The ousting of Benjamin Netanyahu, if it occurs, will be an opportunity. But Naftali Bennett’s government will struggle to build the new politics the nation badly needs

There were 38 minutes left when eight very disparate Israeli opposition parties announced, just before midnight on Wednesday, that they could form a government to eject Benjamin Netanyahu from the prime ministership he has held for 12 bitter years. This last-minute outcome underscores two things.

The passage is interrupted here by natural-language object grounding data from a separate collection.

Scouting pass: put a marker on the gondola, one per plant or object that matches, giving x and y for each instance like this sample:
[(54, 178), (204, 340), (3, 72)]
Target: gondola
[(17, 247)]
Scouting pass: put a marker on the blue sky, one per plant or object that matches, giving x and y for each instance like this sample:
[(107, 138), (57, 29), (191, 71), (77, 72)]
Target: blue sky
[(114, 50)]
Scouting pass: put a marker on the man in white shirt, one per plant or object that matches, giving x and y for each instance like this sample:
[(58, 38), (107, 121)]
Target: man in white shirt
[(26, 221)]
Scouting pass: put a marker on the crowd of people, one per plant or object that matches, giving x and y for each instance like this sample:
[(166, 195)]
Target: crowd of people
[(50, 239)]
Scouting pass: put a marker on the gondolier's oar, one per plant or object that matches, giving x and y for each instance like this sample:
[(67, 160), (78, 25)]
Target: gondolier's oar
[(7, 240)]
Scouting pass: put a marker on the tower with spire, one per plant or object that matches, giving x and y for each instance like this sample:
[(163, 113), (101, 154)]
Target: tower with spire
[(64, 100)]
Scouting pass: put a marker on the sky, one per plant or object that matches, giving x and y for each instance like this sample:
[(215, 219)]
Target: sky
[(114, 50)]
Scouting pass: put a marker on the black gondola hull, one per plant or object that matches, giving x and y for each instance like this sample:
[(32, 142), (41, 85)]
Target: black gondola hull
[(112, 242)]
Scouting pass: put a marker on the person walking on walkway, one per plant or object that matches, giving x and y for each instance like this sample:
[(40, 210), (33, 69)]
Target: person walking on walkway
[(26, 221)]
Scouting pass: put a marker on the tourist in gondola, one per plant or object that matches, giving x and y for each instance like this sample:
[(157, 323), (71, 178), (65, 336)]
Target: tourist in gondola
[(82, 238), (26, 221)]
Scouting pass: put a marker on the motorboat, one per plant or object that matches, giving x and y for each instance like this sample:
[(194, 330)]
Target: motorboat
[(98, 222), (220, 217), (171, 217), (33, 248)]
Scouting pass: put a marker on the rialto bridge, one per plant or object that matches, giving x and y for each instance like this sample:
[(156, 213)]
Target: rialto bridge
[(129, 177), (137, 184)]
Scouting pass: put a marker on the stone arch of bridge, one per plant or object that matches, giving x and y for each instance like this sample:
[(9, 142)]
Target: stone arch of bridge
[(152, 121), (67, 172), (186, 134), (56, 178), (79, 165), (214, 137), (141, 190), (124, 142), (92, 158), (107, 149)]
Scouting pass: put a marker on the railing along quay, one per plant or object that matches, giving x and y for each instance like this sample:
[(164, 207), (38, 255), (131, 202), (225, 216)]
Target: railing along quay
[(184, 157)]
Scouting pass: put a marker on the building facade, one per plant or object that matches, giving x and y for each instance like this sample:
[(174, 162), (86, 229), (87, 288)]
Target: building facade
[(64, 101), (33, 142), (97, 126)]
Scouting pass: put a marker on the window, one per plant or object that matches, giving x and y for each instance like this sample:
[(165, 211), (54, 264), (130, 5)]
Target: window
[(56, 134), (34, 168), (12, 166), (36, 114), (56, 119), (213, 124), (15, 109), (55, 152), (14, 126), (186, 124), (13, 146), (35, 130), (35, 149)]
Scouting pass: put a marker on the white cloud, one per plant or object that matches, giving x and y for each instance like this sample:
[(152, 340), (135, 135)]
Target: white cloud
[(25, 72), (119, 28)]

First, it says the eight-party grouping, which ranges from the leftwing Meretz to the small and ultra-nationalist Yamina of the prospective prime minister Naftali Bennett, and which will be supported by the Arab Islamist Ra’am party, is an exceptionally fragile coalition even by modern Israeli standards. Second, it shows that, in spite of Israel’s successful Covid campaign and the heightened national feeling arising from its recent conflict with Hamas, a very wide range of political groups from very different traditions nevertheless believe they have an overriding shared interest in ousting the country’s longest-serving and still ruthless leader.

This is not surprising. Mr Netanyahu may have dominated Israeli politics for a generation. But his militant divisiveness at home and abroad, and his stridently anti-Palestinian policies, have taken the country into a political blind alley. The defeat of Donald Trump has left Mr Netanyahu without his strongest international backer. He is also currently on trial for corruption, facing bribery and fraud charges arising out of three different cases of trading political favours for cash. Each of the last four general elections has ended in stalemate or something very close, most recently in March 2021. If the country was not to waste another few months under yet another unsuccessful Netanyahu regime, there had to be some sort of break. The March election has provided that opportunity – just.